最大ゲーム差11.5 歴史的大逆転で栄冠に輝いた日本ハムの軌跡を辿る

9月は守護神マーティンの離脱も逆転V、2006年以来10年ぶりの日本一へ

【9月】
14勝6敗2分 月間勝率.700 順位1位(※勝敗、勝率は9月28日終了時点)

 首位浮上の翌日(8月26日)に福岡ソフトバンクに首位を奪い返され、2位で勝負の9月に突入。すると、9月早々にまたもチームに試練が襲い掛かる。ここまで安定した投球でシーズン途中から守護神を務めていたマーティンが怪我で離脱。勝負所での守護神の離脱により、以後頭を悩まされることになる。

 9日には増井が7回1失点の好投を見せ、首位に浮上。7日に約2か月ぶりの先発登板を果たした大谷が、13日の復帰後2度目の先発登板で日本プロ野球最速の164キロを計測。しかし、14日にまたも首位を奪い返され、僅差での白熱のペナント争いが続く。

 18日の試合では、新人王獲得を狙う高梨が6回1失点の好投で自身初の2桁10勝。チームはこの勝利で今季のパ・リーグ全球団からの勝ち越しを決める。

 そして21日からのゲーム差なしで迎える天下分け目の大一番、福岡ソフトバンクとの直接対決は2戦とも手に汗握る熱戦となった。北海道日本ハムが序盤にレアードの38号弾で先制するも、5回裏に大谷がバント処理をあやまり、1点差に。しかし7回裏に、痛みをおして出場の陽がフェンスに激突しながらも打球を離さないスーパープレー。最終回には一打サヨナラという場面を迎えるが、またも陽が必死の背走からチームを救うスーパーキャッチ。結果的にこの勝利が優勝へのターニングポイントとなった。

 翌22日の天王山第2ラウンドは、先制を許すも2回表に西川の一打ですぐさま逆転。2か月間勝利から遠ざかる有原が相手の反撃を封じ、終盤に主砲・中田の一発で勝負あり。敵地での激しい攻防戦を連勝し、優勝マジック「6」を点灯させた。

 その後の4戦は3勝1敗と順調にマジックを減らし、26日の試合で北海道日本ハムが逆転勝ち。福岡ソフトバンクが逆転負けという対照的な結果となりついにマジックは「1」。歓喜のときが刻一刻と近付く。
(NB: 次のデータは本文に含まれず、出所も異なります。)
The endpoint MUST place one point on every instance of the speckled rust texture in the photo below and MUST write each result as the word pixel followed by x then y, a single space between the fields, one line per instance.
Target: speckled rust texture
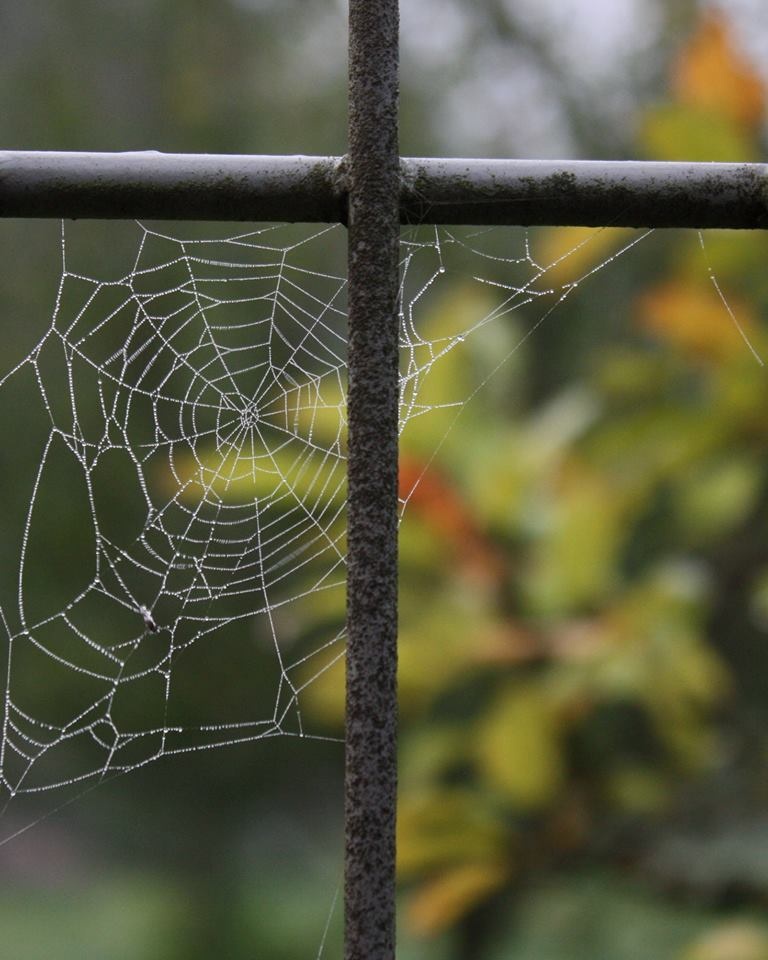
pixel 371 725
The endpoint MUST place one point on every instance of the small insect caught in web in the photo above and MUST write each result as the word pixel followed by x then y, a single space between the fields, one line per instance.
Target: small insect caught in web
pixel 149 621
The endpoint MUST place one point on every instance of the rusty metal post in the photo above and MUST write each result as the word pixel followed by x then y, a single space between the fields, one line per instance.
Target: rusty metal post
pixel 371 714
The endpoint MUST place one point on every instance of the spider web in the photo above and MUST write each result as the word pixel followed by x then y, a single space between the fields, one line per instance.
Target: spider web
pixel 179 555
pixel 192 426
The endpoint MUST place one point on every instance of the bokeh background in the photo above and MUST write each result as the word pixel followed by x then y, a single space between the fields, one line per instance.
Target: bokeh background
pixel 584 565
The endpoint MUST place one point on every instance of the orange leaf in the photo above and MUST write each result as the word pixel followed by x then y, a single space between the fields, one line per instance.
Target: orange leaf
pixel 711 73
pixel 442 901
pixel 432 496
pixel 693 317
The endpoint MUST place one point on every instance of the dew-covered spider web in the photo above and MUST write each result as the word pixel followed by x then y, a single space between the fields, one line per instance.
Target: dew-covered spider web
pixel 174 538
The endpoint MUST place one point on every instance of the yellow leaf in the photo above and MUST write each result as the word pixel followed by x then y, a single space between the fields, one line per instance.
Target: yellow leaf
pixel 678 131
pixel 440 828
pixel 694 318
pixel 442 901
pixel 711 73
pixel 519 748
pixel 574 560
pixel 570 252
pixel 739 940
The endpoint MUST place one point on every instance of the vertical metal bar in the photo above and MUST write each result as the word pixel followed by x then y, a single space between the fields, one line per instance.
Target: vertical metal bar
pixel 371 716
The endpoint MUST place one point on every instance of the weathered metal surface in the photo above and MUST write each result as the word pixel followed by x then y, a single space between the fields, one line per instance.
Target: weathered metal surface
pixel 371 714
pixel 151 185
pixel 167 186
pixel 585 192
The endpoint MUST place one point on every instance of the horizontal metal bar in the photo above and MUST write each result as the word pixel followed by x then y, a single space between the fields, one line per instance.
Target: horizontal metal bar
pixel 586 193
pixel 151 185
pixel 171 186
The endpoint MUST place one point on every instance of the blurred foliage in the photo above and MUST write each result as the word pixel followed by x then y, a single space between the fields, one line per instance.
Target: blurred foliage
pixel 584 576
pixel 580 576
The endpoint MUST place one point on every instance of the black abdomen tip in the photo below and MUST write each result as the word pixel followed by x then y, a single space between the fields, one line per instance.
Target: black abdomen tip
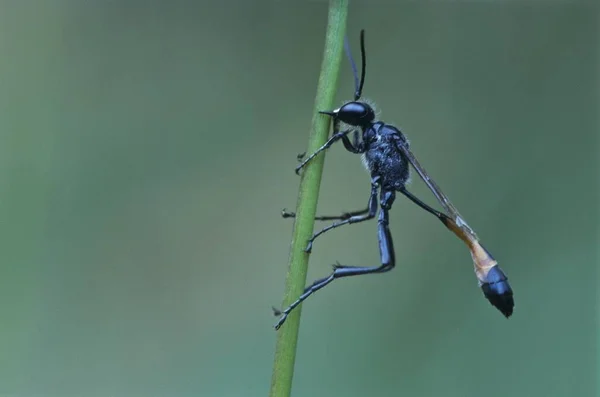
pixel 498 292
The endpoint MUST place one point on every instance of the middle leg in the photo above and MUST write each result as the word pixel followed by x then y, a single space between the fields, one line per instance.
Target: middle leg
pixel 386 252
pixel 371 211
 そして迎えた28日、先発マウンドにはこの「優勝決定」という舞台に最もふさわしい男・大谷が上がった。昨日の代打出場の疲れを全く感じさせず、初回から全力で飛ばす。4回に主砲・レアードの39号弾で先制すると、中盤以降も球威は全く衰えずに快投を続けていく。そして1点のリードを保ったまま、最終回に突入。球がやや浮き始め、四球で出塁を許すも2死までこぎつけ、ついにその瞬間は訪れた。

 最後の打者・外崎を切れのあるスライダーで左飛に打ち取り、ゲームセット。やはり優勝時の中心にいたのは他でもなく、エース・大谷であった。

 苦しみながらも優勝を目指して戦い抜いた選手、首脳陣が喜びを噛みしめるようにグラウンド上で何度も何度もハイタッチ。そしてハグを交わし、満面の笑みを見せながら、マウンド付近に集まると、数多の名采配を生み優勝へ導いた栗山監督が8度宙に舞った。

 福岡ソフトバンクとの激しいペナント争いを制し、4年ぶりの優勝を成し遂げたが、まだまだここは通過点に過ぎない。ヒルマン監督が率いた2006年以来、10年ぶりのさらに大きなタイトル獲得へ。北海道日本ハムがこの勢いのまま、一気に駆け抜ける。